An exterior view of China Evergrande Centre in Hong Kong, 26 March 2018 (Source: Reuters)

Embattled Chinese property giant Evergrande on Tuesday conceded it is under “tremendous pressure”, a day after insisting it will avoid a bankruptcy that many fear could have a huge impact on the world’s number-two economy.

The Hong Kong-listed developer is sinking under a mountain of liabilities totalling more than $300 billion after years of borrowing to fund rapid growth.

The group was downgraded by two credit rating agencies last week while its shares tumbled below their 2009 listing price, as a battery of bad headlines and speculation of its imminent collapse ran out across Chinese social media.

On Monday anxious investors protested at the Shenzhen headquarters of the sprawling conglomerate, as Evergrande said it is facing “unprecedented difficulties” but denied rumours that it is about to go under.

But on Tuesday the company issued another statement to the Hong Kong stock exchange, saying it had hired financial advisers to explore “all feasible solutions” to ease its cash crunch and warned that there was no guarantee it would meet its financial obligations.

The firm blamed “ongoing negative media reports” for damaging sales in the pivotal September period, “thereby resulting in the continuous deterioration of cash collection by the Group which would in turn place tremendous pressure on the Group’s cashflow and liquidity”.

Shares in the firm fell nine per cent Tuesday, and are down almost 80 per cent since the start of the year.

An estimate by Capital Economics says that Evergrande has some 1.4 million properties that it has committed to complete — around 1.3 trillion yuan ($200 billion) in pre-sale liabilities, as of the end of June.

Its plight has raised fears of a contagion across the debt-laden Chinese property sector — which accounts for more than a quarter of the economy — with a knock on for banks and investors.

“Evergrande’s collapse would be the biggest test that China’s financial system has faced in years,” said Mark Williams, chief Asia economist at Capital economics.

Yet “markets don’t seem concerned about the potential for financial contagion at the moment,” he said, adding “that would change in the event of large-scale default”, which would likely prod the central bank to step in and buttress the teetering developer.

“The most likely endgame is now a managed restructuring in which other developers take over Evergrande’s uncompleted projects in exchange for a share of its land bank,” Williams said.

The pictures of angry investors outside the firm’s Shenzhen HQ could also cause alarm in Beijing, where leaders are keen to keep a lid on any form of social unrest.

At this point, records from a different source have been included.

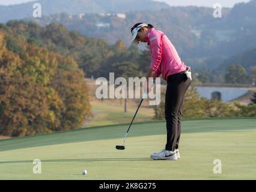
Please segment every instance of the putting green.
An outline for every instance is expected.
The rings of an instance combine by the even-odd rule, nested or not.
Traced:
[[[256,119],[184,121],[177,161],[149,157],[164,148],[165,122],[112,125],[0,141],[1,179],[255,179]],[[34,174],[35,159],[41,173]],[[215,159],[222,173],[215,174]],[[82,175],[82,169],[87,170]]]

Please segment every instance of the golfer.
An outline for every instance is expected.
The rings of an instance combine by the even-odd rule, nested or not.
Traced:
[[[166,144],[163,150],[150,157],[154,160],[177,160],[180,158],[182,106],[186,91],[192,82],[190,68],[181,61],[166,35],[152,25],[136,23],[131,28],[131,33],[133,43],[143,42],[149,46],[151,62],[147,79],[155,79],[162,74],[162,79],[167,81],[165,106]]]

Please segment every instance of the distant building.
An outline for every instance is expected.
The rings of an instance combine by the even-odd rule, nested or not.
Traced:
[[[217,99],[224,102],[233,101],[248,92],[248,88],[197,86],[200,97]]]
[[[83,17],[85,16],[84,13],[79,13],[78,14],[78,19],[83,19]]]
[[[117,13],[117,17],[125,19],[126,18],[126,15],[124,13]]]
[[[100,28],[107,28],[110,27],[109,23],[96,23],[96,25],[97,26],[98,29],[100,29]]]
[[[116,16],[118,18],[126,19],[126,15],[124,13],[99,13],[100,16],[106,17],[106,16]]]

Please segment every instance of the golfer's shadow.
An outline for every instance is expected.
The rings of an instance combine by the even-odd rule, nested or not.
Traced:
[[[52,163],[52,162],[91,162],[91,161],[151,161],[150,158],[76,158],[76,159],[60,159],[60,160],[41,160],[41,163]],[[32,163],[33,160],[23,160],[23,161],[0,161],[1,164],[5,163]]]

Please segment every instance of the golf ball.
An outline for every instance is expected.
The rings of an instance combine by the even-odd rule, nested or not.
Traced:
[[[82,173],[83,175],[87,175],[87,171],[85,169],[84,169],[84,170],[82,171]]]

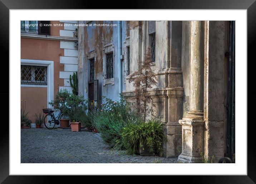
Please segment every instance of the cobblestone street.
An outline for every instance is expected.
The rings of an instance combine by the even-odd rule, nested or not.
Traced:
[[[177,158],[128,155],[86,129],[21,130],[21,163],[173,163]]]

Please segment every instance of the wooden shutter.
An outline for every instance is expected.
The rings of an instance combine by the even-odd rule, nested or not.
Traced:
[[[99,101],[99,80],[94,81],[94,100],[97,102]]]
[[[42,24],[40,26],[40,24]],[[50,35],[50,26],[49,25],[50,21],[41,20],[38,21],[38,34],[41,35]]]

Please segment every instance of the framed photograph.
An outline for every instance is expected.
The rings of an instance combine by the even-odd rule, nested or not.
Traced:
[[[67,175],[255,182],[246,108],[253,0],[127,10],[1,1],[10,72],[1,182]]]

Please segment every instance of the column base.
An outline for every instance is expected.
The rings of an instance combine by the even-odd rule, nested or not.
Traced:
[[[178,161],[200,163],[200,154],[203,153],[205,121],[191,120],[188,118],[179,120],[179,123],[182,125],[182,151],[178,157]]]
[[[201,159],[200,156],[187,155],[182,153],[178,157],[178,161],[182,163],[201,163]]]

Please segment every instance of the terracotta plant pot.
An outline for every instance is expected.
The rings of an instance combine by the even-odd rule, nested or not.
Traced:
[[[67,128],[69,125],[69,120],[61,119],[60,120],[60,125],[61,128]]]
[[[23,125],[21,125],[20,127],[22,129],[30,128],[30,127],[28,126],[25,123],[23,123]]]
[[[81,131],[81,123],[75,122],[70,123],[72,131]]]

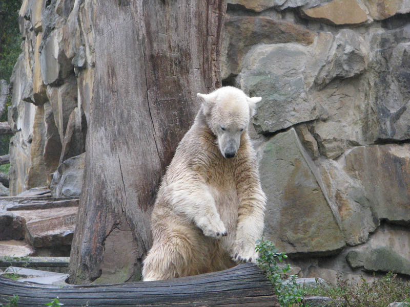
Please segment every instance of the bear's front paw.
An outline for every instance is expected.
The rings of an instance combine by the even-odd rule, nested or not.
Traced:
[[[197,225],[207,236],[220,238],[228,234],[225,225],[219,218],[210,219],[203,217],[198,221]]]
[[[236,248],[231,254],[232,260],[236,262],[253,262],[256,263],[256,259],[259,257],[259,253],[255,251],[253,244],[237,244]]]

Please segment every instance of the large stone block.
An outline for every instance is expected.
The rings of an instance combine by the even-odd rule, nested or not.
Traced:
[[[346,259],[353,269],[371,272],[393,272],[410,276],[410,233],[384,225],[365,245],[350,251]]]
[[[260,45],[248,52],[238,77],[244,91],[262,96],[254,118],[257,132],[275,132],[319,117],[304,78],[309,57],[296,43]]]
[[[79,196],[83,187],[86,153],[70,158],[53,174],[50,187],[54,197]]]
[[[321,116],[325,119],[316,122],[312,129],[322,155],[335,159],[373,141],[377,127],[369,120],[370,92],[365,79],[351,78],[335,80],[313,93],[311,99],[323,106]]]
[[[364,40],[353,30],[340,31],[335,37],[327,63],[316,77],[316,84],[323,87],[335,78],[350,78],[364,71],[368,57],[365,45]]]
[[[44,108],[36,107],[33,125],[33,139],[30,146],[30,166],[25,180],[25,189],[46,185],[47,175],[44,164],[44,145],[46,142],[44,124]]]
[[[344,247],[316,166],[295,130],[278,134],[260,150],[261,180],[268,197],[264,235],[290,253],[324,255]]]
[[[410,223],[410,144],[356,147],[345,154],[346,171],[361,182],[379,220]]]
[[[243,57],[255,45],[285,42],[310,45],[316,36],[316,33],[303,27],[268,16],[227,14],[222,40],[222,78],[238,74]]]
[[[302,16],[332,25],[358,25],[368,20],[367,15],[356,0],[333,0],[310,9],[301,10]]]
[[[61,143],[64,140],[70,115],[77,105],[77,80],[74,75],[65,79],[64,84],[60,86],[47,87],[47,96],[53,109]]]
[[[55,171],[59,164],[61,143],[58,129],[55,125],[54,113],[49,102],[44,104],[44,122],[45,124],[44,144],[45,171],[47,176],[47,183],[50,183],[50,176]]]
[[[410,25],[373,36],[375,139],[410,138]]]
[[[11,212],[0,212],[0,241],[21,240],[24,237],[21,217]]]
[[[86,151],[87,123],[82,111],[81,108],[76,107],[70,115],[59,164]]]
[[[364,3],[368,10],[369,15],[377,20],[392,17],[397,13],[410,12],[408,0],[365,0]]]
[[[45,84],[58,85],[72,72],[71,59],[63,48],[63,30],[58,29],[44,38],[40,48],[42,77]]]
[[[35,248],[70,245],[77,207],[13,211],[26,221],[26,240]]]
[[[366,242],[369,233],[379,226],[364,188],[349,176],[342,164],[332,160],[318,161],[321,180],[330,205],[337,212],[337,220],[346,243],[354,246]]]

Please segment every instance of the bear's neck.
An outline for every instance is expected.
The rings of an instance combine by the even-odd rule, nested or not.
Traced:
[[[198,113],[195,117],[195,120],[194,121],[194,124],[192,125],[192,128],[193,129],[200,129],[202,133],[205,133],[209,134],[210,137],[212,138],[216,138],[216,136],[212,133],[211,129],[209,128],[208,124],[207,123],[207,119],[205,118],[205,115],[203,114],[203,111],[202,107],[199,109]]]

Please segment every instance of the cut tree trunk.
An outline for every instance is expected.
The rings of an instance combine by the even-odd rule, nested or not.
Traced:
[[[226,0],[94,2],[95,58],[70,282],[139,280],[160,179],[220,86]]]
[[[56,297],[65,306],[273,306],[264,274],[251,265],[160,281],[59,288],[0,278],[0,302],[18,295],[19,307],[44,306]]]

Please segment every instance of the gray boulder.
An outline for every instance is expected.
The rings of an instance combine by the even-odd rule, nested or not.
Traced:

Some creditors have demanded immediate payback of loans, Bloomberg News reported earlier this month.

Evergrande has already sold stakes in some of its wide-ranging assets and offered steep discounts to offload apartments, but still reported a 29 per cent slide in profit for the first half of the year.

It is also struggling to sell its Hong Kong headquarters, even at a loss.

The developer was founded in 1996 by Xu Jiayin, who went on to become China’s richest man during the country’s property boom of the 1990s.

He poured money into mass developments in new cities, raising $9 billion in its 2009 IPO in Hong Kong.

A year later Xu bought a struggling football team and renamed it Guangzhou Evergrande, lavishing millions of dollars on salaries for its stars and scooping titles.

Evergrande started to falter under the new “three red lines” imposed on developers in a state crackdown in August 2020 — forcing the group to offload properties at increasingly steep discounts.